Is Pitchfork Losing Its Edge?

An Analysis of Pitchfork Reviews Since Its 2015 Acquisition by Condé Nast & Pitchfork Review Recommendation System

Background & Motivation

Pitchfork is an online music publication with a reputation for being opinionated, a little snobby, but usually right. Below is a satiric article published by the Onion that says it all:

In 2015, they were acquired by the large media company Conde Nast, leaving fans skeptical of the future of Pitchfork’s reputation. Here's an excerpt from a recent AMA that Pitchfork conducted on Reddit:

Do Pitchfork's more critical readers have any basis to claim that Pitchfork has become more 'vanilla' over time?

I conducted statistical analysis on their scoring methodology and used natural language processing techniques on the content of reviews in search of evidence that Pitchfork has measurably changed since they were acquired.

Data Collection

First, I scraped Pitchfork’s archives to gather over 19,000 reviews since 1999. I started with code from Nolan Conaway's GitHub, but had to make several adjustments to accomodate changes to Pitchfork's HTML and adding important features.

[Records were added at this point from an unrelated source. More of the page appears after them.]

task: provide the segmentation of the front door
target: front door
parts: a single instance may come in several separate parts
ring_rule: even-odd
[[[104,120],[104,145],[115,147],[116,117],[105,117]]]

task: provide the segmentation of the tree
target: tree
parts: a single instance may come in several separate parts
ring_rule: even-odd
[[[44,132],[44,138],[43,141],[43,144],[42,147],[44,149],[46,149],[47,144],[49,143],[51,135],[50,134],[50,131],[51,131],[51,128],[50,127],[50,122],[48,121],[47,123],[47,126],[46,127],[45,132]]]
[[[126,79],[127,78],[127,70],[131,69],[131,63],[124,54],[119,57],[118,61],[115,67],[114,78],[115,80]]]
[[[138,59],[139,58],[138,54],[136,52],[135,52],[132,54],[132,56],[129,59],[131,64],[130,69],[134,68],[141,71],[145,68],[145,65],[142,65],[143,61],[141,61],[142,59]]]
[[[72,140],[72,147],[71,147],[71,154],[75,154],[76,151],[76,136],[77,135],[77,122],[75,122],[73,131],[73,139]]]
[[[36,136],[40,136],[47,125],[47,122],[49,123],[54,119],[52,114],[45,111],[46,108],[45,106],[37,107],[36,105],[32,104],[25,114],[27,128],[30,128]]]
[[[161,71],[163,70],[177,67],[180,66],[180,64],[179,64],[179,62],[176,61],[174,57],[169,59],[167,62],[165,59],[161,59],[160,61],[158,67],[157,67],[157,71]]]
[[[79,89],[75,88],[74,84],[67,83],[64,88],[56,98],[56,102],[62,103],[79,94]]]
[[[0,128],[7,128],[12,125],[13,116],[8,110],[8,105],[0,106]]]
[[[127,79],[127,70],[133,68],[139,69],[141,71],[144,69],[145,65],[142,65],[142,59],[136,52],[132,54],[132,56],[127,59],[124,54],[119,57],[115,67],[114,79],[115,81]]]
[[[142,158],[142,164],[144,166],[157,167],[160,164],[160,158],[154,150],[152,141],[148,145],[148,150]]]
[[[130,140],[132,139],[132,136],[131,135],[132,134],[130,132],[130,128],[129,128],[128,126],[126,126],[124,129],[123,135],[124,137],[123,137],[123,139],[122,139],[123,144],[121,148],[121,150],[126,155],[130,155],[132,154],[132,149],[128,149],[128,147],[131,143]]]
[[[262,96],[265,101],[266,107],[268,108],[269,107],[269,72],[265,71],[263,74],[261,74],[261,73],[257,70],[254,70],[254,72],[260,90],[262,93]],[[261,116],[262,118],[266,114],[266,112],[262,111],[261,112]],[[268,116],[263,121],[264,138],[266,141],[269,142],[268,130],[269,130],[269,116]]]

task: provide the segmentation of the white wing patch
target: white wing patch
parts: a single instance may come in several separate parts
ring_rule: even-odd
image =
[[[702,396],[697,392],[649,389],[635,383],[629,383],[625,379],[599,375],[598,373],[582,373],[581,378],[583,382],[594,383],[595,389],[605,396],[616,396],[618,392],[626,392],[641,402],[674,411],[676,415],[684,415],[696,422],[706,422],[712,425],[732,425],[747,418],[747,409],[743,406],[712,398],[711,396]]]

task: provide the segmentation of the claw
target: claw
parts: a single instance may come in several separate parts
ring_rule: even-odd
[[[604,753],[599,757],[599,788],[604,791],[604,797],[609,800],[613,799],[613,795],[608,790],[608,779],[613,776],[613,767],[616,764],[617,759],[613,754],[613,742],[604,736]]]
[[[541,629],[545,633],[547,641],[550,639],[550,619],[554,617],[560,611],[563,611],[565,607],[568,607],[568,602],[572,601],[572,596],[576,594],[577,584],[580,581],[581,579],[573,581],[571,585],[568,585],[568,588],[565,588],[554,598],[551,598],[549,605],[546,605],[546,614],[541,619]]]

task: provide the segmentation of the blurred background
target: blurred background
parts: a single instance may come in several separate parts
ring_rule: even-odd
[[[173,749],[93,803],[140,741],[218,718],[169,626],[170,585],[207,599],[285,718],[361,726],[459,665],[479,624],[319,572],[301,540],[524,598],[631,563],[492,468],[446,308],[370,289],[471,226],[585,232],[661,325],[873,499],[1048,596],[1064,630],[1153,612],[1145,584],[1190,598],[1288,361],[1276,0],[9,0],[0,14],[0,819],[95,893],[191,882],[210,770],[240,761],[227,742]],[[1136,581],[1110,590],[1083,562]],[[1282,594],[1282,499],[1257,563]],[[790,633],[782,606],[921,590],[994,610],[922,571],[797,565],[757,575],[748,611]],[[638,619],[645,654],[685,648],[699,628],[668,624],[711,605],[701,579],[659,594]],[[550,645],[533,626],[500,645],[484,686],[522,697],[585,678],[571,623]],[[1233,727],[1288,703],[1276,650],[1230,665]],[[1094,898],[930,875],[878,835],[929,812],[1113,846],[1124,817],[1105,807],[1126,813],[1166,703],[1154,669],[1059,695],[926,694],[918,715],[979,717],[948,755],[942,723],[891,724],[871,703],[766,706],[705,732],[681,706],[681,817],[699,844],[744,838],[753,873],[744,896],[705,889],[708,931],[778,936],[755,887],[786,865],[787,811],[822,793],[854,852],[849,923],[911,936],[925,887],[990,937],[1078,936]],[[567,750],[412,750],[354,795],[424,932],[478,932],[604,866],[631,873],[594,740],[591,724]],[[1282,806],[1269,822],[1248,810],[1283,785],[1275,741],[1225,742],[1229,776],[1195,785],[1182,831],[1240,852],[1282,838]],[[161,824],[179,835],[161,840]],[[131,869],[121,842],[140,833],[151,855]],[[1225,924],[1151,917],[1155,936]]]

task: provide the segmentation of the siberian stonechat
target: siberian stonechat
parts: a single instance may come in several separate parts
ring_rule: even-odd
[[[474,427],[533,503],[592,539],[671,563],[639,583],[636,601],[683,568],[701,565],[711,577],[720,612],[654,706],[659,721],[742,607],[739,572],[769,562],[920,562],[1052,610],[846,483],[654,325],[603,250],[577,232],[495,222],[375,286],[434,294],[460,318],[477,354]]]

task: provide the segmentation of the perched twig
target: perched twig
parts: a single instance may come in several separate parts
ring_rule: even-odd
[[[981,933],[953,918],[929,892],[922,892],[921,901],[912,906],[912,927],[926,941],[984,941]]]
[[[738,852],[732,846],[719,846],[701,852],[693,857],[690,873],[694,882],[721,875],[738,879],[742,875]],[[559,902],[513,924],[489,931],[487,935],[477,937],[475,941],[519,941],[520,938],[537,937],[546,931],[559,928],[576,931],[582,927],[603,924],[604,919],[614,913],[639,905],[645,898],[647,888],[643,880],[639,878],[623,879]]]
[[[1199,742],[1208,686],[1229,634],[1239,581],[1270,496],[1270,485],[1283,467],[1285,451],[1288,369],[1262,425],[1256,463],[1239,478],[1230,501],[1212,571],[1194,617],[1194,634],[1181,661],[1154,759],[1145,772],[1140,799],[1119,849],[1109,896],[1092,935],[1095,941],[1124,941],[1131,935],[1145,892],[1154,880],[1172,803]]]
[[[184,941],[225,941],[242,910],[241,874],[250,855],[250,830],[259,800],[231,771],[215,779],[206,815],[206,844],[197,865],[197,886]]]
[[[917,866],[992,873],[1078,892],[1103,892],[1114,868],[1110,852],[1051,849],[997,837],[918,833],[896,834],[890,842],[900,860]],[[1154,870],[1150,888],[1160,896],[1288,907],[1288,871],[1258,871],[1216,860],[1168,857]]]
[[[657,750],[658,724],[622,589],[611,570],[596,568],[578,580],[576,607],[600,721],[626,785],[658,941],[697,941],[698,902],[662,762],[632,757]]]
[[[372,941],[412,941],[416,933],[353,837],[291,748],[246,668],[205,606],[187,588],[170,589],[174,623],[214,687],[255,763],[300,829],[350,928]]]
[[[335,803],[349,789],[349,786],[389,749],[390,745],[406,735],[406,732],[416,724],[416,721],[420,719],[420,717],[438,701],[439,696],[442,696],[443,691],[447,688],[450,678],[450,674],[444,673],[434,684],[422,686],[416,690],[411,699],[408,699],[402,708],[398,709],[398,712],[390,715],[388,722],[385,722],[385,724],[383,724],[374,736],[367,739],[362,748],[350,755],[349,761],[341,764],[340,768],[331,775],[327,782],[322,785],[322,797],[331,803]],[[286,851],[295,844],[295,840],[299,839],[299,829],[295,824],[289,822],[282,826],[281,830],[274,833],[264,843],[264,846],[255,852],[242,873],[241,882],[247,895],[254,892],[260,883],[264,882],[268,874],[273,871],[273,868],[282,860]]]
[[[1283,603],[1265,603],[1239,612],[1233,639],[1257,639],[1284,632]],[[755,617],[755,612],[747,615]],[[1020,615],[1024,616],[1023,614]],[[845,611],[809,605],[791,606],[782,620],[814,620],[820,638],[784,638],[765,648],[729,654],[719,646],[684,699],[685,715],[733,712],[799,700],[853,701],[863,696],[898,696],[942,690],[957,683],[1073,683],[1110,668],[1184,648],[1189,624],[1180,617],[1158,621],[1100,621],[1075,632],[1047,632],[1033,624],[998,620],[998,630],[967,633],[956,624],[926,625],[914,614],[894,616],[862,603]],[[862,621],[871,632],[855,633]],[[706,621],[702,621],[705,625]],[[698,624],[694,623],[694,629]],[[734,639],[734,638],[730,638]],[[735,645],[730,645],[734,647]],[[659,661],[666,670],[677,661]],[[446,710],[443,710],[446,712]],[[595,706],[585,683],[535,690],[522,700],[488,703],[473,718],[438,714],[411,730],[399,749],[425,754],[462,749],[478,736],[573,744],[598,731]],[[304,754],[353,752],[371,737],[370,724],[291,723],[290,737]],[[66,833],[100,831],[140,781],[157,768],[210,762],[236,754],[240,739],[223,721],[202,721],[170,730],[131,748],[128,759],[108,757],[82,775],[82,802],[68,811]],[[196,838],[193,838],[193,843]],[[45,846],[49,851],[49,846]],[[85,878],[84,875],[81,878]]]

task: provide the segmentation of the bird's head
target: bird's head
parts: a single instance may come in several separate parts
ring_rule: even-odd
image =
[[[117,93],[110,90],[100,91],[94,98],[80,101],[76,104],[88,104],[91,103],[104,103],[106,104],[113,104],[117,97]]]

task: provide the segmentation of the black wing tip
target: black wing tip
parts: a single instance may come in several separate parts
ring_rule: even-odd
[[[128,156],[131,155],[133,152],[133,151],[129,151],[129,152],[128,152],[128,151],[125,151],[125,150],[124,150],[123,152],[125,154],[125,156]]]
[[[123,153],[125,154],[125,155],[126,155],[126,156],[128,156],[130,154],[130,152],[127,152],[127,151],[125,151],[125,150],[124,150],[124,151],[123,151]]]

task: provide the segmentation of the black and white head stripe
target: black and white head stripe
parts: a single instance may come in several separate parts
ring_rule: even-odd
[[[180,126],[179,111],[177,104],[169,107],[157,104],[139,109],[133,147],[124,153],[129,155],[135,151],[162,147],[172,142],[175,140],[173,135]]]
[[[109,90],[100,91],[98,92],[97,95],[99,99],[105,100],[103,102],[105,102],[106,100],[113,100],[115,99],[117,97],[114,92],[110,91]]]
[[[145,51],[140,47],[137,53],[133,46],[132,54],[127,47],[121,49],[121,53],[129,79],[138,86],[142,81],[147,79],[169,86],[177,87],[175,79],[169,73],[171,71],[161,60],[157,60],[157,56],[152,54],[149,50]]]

Reissues and older album reviews are not clearly marked on Pitchfork. I used RegEx to categorize any albums containing 'reissue', 'collector', 'box set' etc. as reviews that are not for the first release. Pitchfork tends to score these albums higher, so they were removed from my dataset for the analysis of scores.

Scoring Distribution

I broke down Pitchfork reviews into five major buckets:

Before the launch of Best New Music in 2003
Before the launch of Pitchfork Music Festival in 2006 (the first time Pitchfork had an incentive to promote specific artists)
Before the major website redesign in 2011
Before the Conde Nast acquisition in 2015
After the acquisition

The spread of scores given to albums has tightened with each major event.

Next, I evaluated if Pitchfork is still willing to gamble on new artists. In 2004, they gave Arcade Fire a 9.7 for their first release, putting them on the map:

But, since then, they have only given an album a 9.0 or above 8 times when the artist is being reviewed for the first time… and zero times since 2010.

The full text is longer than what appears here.